January 8, 2019
CTA senior director of publications Cindy Stevens looked at the various ways — from scriptwriting to production — that artificial intelligence can be integrated into entertainment. “Some people are afraid their creative talents could be replaced by machines,” she said. Comcast senior vice president of digital home, devices and AI Fraser Stirling, who noted that he prefers to use the term “machine learning,” is using it for deep search among other tasks. One project is to turn a three-hour NFL game into snackable pieces.
Nokia Technologies vice president of digital media Paul Melin (below, right) reported that his company is investigating codecs for the bigger data files resulting from immersive content. At Dolby Laboratories, chief scientist Poppy Crum (below, left) reported that her company develops technologies for both creators and consumers.
“Machine learning and AI are becoming ubiquitous at every step,” she said.
Opaque Studios co-founder/chief product officer Mariana Acuña Acosta noted that, in a production studio, AI can be used for everything from facial performance capture to real-time green-screen compositing.
In terms of improvements in the use of AI in entertainment, Stirling pointed to recommendations. “Recommendations have been around for a decade,” he said. “But they’re now a lot more subtle than they used to be, so you get a lot more engagement.” Melin noted that, “AI and machine learning add meaning to the content, which opens up an innovation platform.”
“The content isn’t just a mass of pixels,” he said. “You can use the understanding to enhance the quality of the content.” As to the small steps forward he’s seen, he pointed out technology to recognize people in videos. “The user experience on top of that is limitless, although I don’t know what it will be,” he said.

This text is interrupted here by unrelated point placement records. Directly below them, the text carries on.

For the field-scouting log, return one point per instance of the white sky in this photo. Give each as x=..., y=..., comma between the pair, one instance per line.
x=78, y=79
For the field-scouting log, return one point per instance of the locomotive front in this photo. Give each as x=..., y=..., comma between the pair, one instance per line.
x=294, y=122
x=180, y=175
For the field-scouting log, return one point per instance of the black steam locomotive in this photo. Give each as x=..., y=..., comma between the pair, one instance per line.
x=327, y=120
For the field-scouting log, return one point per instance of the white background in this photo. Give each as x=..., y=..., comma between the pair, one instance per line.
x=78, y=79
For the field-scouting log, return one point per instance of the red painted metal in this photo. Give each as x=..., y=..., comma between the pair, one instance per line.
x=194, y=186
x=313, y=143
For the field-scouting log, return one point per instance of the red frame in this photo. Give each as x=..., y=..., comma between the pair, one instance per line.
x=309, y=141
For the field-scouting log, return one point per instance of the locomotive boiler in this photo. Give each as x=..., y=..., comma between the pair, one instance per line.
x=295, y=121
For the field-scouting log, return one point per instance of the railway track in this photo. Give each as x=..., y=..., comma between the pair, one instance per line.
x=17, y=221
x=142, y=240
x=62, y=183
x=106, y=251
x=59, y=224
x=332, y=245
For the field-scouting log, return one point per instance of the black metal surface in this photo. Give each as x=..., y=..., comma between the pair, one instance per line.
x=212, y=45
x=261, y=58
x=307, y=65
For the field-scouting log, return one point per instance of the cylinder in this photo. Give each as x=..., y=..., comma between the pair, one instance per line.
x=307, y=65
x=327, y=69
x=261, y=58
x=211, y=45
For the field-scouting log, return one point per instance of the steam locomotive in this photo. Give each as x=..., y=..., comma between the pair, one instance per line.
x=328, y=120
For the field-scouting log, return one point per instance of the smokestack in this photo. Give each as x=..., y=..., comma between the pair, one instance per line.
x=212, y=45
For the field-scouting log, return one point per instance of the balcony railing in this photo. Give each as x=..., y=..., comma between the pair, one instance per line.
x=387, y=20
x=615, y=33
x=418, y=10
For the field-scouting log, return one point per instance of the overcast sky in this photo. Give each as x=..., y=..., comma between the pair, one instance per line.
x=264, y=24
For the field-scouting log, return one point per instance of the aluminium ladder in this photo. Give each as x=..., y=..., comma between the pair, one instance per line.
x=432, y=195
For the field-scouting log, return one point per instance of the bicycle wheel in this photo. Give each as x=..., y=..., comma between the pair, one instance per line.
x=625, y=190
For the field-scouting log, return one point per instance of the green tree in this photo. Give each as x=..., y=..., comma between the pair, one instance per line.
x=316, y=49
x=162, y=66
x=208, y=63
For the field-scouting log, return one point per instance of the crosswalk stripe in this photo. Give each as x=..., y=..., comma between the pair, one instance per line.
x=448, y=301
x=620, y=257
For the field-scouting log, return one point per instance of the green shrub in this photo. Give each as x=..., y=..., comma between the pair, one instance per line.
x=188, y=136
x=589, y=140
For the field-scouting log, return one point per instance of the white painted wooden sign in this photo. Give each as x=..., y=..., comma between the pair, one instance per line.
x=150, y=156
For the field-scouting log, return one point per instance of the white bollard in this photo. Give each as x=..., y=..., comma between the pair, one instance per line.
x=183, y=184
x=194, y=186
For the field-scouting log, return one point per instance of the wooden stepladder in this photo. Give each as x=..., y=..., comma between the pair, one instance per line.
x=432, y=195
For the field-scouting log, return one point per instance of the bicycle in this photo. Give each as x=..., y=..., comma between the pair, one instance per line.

Crum identified “three big areas where you’re seeing a lot of change in the entertainment industry.” “The professional workflow is being completely disrupted with more ability to save cost, have virtual camera angles — all reduced to intelligent algorithms to create an enhanced experience,” she said. “Second you have democratization with the ability of consumers to create content that previously only professionals could. And, third, there are bottlenecks for how to experience content, and those experiences are becoming intelligent, which closes the loop.”
Acuña Acosta pointed out that AI is impacting everything from scriptwriting to marketing. “We can accurately predict which shows people will like best,” she said. “Another platforms can read scripts and accurately predict which scripts are going to be a big hit. You’ll get more customized experiences.”
Crum is interested in how sensory experiences can be translated to the consumer. “Leo Tolstoy defined art as when the intent of the creator was experienced by the reader,” she said. “That will be a big part of our technologies going forward.”